The Future Of Memory

From attempts to resolve thermal and power issues to the roles of CXL and UCIe, the future holds a number of opportunities for memory.

popularity

Experts at the Table: Semiconductor Engineering sat down to talk about the impact of off-chip memory on power and heat, and what can be done to optimize performance, with Frank Ferro, group director, product management at Cadence; Steven Woo, fellow and distinguished inventor at Rambus; Jongsin Yun, memory technologist at Siemens EDA; Randy White, memory solutions program manager at Keysight; and Frank Schirrmeister, vice president of solutions and business development at Arteris. Part 2 of this roundtable can be found here. What follows are excerpts of that conversation.

[L-R]: Frank Ferro, Cadence; Steven Woo, Rambus; Jongsin Yun, Siemens EDA; Randy White, Keysight; and Frank Schirrmeister, Arteris.[L-R]: Frank Ferro, Cadence; Steven Woo, Rambus; Jongsin Yun, Siemens EDA; Randy White, Keysight; and Frank Schirrmeister, Arteris.

SE: How will CXL and UCIe play in the future of memory, especially given data transfer costs?

White: The primary goal for UCIe is interoperability, along with cost reduction and improving yield.

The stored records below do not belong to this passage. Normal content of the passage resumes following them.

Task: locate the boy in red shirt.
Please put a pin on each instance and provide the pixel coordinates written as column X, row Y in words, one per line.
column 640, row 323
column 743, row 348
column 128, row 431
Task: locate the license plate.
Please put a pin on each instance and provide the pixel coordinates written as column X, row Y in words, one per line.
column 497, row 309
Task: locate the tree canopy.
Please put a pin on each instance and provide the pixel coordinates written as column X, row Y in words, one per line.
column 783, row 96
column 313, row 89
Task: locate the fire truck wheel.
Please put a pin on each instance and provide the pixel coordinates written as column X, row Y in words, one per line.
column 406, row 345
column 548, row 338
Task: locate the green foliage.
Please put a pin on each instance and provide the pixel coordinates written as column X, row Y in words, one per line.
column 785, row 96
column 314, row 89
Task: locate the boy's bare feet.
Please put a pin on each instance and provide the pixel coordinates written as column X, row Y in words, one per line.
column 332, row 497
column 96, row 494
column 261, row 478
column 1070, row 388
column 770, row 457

So from the get-go, we’ll have better overall metrics through UCIe, and that will translate not just to memory, but other IP blocks. On the CXL side, with a lot of different architectures coming out that are focused more on AI and machine learning, CXL will play a role to manage and minimize costs. Total-cost-of-ownership is always the top-level metric for JEDEC, with power and performance being secondary metrics that feed into that. CXL is basically optimized for disaggregated, heterogeneous compute architectures, reducing over-engineering, and designing around latency issues.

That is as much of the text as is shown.